Sleep apnea in the presumably health working population – revisited - Lavie (2002)
Obstructive sleep apnea is associated with and might cause hypertension
Mouth breathing causes sleep apnea, suggesting that is also contributes to hypertension
Receptors in the nose might be critical for maintaining rhythmic breathing during sleep
The Breathing Diabetic Summary
This is another article about sleep from the same author who gave us one of the best quotes ever on nose breathing and sleep (see that note here). This paper was more of a review, where he looked at how some results he got back in 1983 have since been confirmed and extended.
The first thing to note is that sleep apnea is much more prevalent than one might think. Symptoms like excessive daytime sleepiness, headaches, and hypertension might all be the result of undiagnosed sleep apnea. From that list, I really want to focus on hypertension.
Lavie states that the discovery of link between sleep apnea and hypertension might be as important as the discovery of sleep apnea itself. It turns out that sleep apnea is highly correlated with hypertension. For example, one study showed that the prevalence of sleep apnea was 20 times greater in patients with essential hypertension than in presumably healthy workers. What’s more, animal studies suggest that sleep apnea causes hypertension. In one study, sleep apnea was mechanically forced upon dogs, and the dogs developed hypertension shortly thereafter. The hypertension went away shortly after the sleep apnea stimulus was removed.
Why is this so important? Several reasons. First, hypertension is greater in diabetics than in non-diabetics. Moreover, we know from Fitzpatrick et al. (2003) that mouth breathing leads to obstructive sleep apnea. So, mouth breathing causes sleep apnea, which then causes hypertension. Finally, we know from several studies (for example, here, here, or here) that slow breathing reduces blood pressure in hypertension. All together, these results suggest that slow breathing, combined with taping at night (Principle 1 and Principle 2), has the potential to greatly reduce our risk of hypertension as diabetics.
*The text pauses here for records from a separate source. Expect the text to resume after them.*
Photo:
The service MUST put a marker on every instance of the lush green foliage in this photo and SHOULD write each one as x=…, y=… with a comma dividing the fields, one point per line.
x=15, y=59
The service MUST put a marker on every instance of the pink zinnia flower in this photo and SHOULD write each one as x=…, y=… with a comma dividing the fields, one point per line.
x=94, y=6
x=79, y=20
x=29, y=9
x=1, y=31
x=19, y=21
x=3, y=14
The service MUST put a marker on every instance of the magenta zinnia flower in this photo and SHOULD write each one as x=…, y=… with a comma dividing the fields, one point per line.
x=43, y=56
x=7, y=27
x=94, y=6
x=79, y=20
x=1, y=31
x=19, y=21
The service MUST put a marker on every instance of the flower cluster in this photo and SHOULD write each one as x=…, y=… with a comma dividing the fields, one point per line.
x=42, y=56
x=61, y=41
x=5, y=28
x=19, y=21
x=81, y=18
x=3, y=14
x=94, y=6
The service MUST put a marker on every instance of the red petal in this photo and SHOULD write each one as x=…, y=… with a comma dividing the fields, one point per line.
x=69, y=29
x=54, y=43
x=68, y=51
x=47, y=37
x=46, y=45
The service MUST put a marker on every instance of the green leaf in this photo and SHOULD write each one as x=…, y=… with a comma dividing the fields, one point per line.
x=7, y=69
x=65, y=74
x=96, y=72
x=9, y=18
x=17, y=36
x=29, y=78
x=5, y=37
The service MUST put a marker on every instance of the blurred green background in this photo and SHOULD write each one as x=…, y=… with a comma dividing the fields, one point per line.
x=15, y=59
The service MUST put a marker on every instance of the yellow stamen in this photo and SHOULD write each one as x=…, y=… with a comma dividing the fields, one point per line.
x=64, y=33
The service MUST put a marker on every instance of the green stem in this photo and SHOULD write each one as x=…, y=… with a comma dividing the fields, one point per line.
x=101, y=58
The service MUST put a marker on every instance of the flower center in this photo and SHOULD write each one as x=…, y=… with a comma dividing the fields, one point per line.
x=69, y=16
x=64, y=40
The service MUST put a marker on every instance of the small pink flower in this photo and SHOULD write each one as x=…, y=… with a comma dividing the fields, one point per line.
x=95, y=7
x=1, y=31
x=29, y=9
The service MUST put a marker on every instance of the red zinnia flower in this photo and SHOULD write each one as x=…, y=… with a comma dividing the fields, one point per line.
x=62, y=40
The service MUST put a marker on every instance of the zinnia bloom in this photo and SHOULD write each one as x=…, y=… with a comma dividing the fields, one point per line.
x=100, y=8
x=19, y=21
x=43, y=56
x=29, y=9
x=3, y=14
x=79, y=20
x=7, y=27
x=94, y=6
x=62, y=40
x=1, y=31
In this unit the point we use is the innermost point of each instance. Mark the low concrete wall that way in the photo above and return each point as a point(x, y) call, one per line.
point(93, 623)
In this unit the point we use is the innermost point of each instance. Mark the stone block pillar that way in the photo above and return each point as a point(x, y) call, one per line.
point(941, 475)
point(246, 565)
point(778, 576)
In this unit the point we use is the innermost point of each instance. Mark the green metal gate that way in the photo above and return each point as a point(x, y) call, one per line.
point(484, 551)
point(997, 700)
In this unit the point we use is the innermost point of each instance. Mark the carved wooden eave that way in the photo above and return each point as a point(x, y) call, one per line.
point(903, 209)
Lastly, this review also highlighted the importance of nasal breathing during sleep. One really interesting study showed that, when the nasal passages if subjects were anesthetized, there were four times as many breathing events during sleep as when they were not. This suggested that receptors within the nose are responsible for maintaining proper rhythmic breathing during sleep. This implies that the nose is the preferred route for breathing during sleep, which has also been found in other studies.